Apa yang didapat setelah 19,5 Tahun Bersekolah (?)

Tiba di hari aku yudisium. Perasaanku sudah lega sejak urusan daftar yudisium dan wisuda selesai. Karena memang sangat panjang perjalanannya. Sudah dapat kartu alumni juga, sudah ada gelar barunya. HAHAHA. Apalah arti sebuah gelar? Menurut kalian apa artinya? Aku punya keresahan sendiri perihal gelar tapi mungkin akan aku tulis di lain halaman.  Mendapatkan gelar baru ini yang paling membuat tersenyum lebar adalah perjuangannya. Melewati semeter dua yang seperti baku hantam dengan tugas di kelas. Melewati masa-masa belajar penuh dengan miskonsepsi. Melewati penelitian yang nekat mengambil sesuatu yang tidak aku dalami sebelumnya. Melewati perjalanan panjang proses dari ACC pembimbing sampai berhasil daftar yudisium dan wisuda. Huh, melewati banyak hal.

Tulisan ini bukan part 4 dari "Perjalananku Menyelesaikan S2" sebetulnya. hehehehe. Yudisium hari ini tiba-tiba menyadarkan aku bahwa aku sudah bersekolah dalam rentang waktu yang lama. Aku masuk SD di tahun 1999 saat aku berusia 5 tahun 8 bulan, saat aturan harus masuk SD usia 7 tahun belum ketat. Tapi mungkin karena aku masuk SD swasta yang cenderung mempunyai kebijakan sendiri. Kelas 2 SD aku pindah ke SD Negeri untuk alasan menghendaki akan masuk SMP Negeri. Kala itu kebijakan pemerintah tentang sekolah yang sedang berjalan kurang lebih begitulah, mengharuskan dari sekolah negeri ke negeri sesuai wilayah asal sekolah. Mungkin kalian juga mengalami hal yang sama kalau kira-kira umur kita berdekatan. Masuk SD Negeri harusnya aku mengulang kelas 1 tapi entah bagaimana aku diijinkan sekolah untuk langsung bergabung di kelas 2.
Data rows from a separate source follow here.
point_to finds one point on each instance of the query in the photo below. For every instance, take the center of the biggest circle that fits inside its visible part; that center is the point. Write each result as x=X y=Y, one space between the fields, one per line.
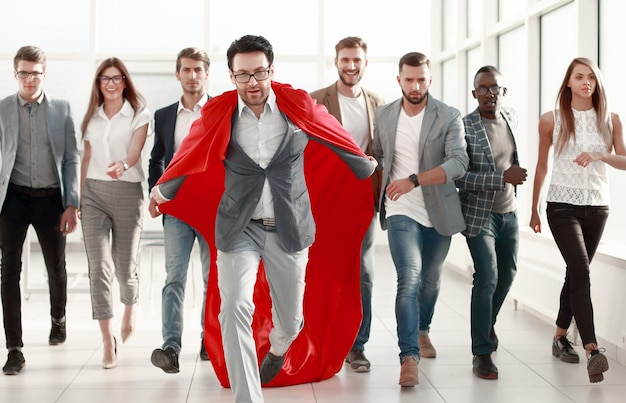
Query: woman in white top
x=584 y=134
x=114 y=129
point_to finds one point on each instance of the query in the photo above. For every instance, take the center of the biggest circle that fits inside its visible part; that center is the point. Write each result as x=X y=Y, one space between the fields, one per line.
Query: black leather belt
x=266 y=222
x=35 y=192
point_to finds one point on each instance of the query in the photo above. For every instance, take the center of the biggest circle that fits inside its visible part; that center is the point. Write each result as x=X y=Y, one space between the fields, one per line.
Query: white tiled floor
x=71 y=373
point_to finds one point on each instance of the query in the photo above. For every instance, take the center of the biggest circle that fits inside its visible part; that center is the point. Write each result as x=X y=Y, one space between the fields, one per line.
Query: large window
x=612 y=61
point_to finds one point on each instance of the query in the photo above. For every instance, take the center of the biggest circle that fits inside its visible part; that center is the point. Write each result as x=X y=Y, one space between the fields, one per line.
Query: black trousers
x=577 y=231
x=41 y=208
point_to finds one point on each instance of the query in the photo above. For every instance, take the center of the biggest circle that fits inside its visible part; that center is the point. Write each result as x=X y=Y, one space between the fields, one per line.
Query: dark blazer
x=63 y=142
x=329 y=98
x=441 y=143
x=163 y=149
x=477 y=189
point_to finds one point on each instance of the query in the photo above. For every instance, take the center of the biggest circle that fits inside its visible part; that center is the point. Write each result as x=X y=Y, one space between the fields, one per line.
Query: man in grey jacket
x=419 y=144
x=354 y=107
x=264 y=213
x=38 y=187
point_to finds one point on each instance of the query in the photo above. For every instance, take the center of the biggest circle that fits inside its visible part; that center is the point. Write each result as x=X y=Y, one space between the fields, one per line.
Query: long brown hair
x=136 y=100
x=564 y=104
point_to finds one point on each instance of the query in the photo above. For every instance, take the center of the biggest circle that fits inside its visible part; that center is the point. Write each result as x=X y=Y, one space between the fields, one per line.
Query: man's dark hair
x=249 y=44
x=487 y=69
x=195 y=54
x=414 y=59
x=30 y=54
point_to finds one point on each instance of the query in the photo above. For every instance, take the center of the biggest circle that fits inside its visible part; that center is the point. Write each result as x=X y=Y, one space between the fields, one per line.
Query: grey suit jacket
x=441 y=143
x=292 y=207
x=477 y=188
x=329 y=98
x=63 y=143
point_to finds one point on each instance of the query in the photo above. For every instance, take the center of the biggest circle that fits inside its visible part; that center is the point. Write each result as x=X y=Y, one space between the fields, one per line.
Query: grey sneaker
x=562 y=348
x=166 y=359
x=358 y=362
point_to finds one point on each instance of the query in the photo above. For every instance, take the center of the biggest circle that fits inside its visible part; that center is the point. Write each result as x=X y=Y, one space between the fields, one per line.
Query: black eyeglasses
x=116 y=79
x=29 y=74
x=259 y=76
x=494 y=89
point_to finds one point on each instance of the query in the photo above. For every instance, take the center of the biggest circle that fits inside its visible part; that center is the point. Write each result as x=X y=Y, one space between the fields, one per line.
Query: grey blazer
x=441 y=143
x=63 y=143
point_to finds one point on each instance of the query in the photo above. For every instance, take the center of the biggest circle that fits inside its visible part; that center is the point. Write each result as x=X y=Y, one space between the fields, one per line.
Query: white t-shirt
x=405 y=163
x=110 y=141
x=184 y=118
x=572 y=183
x=354 y=119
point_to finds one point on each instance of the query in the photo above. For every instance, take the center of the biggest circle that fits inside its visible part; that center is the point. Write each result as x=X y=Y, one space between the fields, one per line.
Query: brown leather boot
x=408 y=372
x=426 y=348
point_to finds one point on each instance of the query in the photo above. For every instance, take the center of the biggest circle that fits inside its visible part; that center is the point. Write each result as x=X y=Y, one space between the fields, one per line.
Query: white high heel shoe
x=113 y=363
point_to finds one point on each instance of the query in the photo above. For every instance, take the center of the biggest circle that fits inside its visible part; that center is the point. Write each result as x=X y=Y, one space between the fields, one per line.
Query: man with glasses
x=250 y=146
x=354 y=107
x=40 y=171
x=171 y=125
x=488 y=200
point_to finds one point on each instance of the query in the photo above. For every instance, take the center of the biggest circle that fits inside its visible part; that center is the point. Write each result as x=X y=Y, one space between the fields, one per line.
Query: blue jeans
x=179 y=237
x=418 y=253
x=494 y=252
x=367 y=280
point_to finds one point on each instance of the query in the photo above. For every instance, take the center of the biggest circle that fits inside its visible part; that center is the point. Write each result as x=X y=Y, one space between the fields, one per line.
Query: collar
x=270 y=102
x=23 y=102
x=127 y=110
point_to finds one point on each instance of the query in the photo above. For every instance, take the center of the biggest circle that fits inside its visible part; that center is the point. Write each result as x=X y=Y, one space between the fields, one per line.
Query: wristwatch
x=414 y=179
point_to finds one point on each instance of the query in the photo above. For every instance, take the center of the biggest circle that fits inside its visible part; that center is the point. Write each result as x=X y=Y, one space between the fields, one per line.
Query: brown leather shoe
x=426 y=348
x=408 y=372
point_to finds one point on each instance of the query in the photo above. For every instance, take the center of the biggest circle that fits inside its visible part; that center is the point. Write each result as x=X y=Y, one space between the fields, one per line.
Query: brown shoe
x=426 y=348
x=408 y=372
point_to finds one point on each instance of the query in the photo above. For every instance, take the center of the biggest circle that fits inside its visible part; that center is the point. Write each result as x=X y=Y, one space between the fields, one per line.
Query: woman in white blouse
x=114 y=129
x=584 y=134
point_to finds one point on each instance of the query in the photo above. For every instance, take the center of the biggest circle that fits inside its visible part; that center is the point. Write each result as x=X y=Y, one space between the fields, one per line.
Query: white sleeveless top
x=572 y=183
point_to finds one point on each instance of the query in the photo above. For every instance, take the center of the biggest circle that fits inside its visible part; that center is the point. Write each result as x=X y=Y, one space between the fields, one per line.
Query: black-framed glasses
x=29 y=74
x=494 y=90
x=258 y=75
x=116 y=79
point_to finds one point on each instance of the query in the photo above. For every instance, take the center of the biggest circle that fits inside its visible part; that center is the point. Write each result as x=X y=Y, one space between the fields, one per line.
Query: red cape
x=342 y=207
Tahun 2005 aku lulus SD dan mendaftar di SMP Negeri favorit. Akhir-akhir masa studi di SD membawaku pada peringkat terbaik di kelas dan hal tersebut cukup mendorong aku untuk mendaftar di SMP favorit. Satu tahun sebelum lulus SD, pemerintah baru saja mengubah kebijakan perihal pendaftaran sekolah yaitu bukan dengan skor ujian akhir dan wilayah sekolah melainkan dengan ujian tulis. Kalau tahu ujungnya begini belum tentu aku akan pindah dari SD swasta ke SD Negeri.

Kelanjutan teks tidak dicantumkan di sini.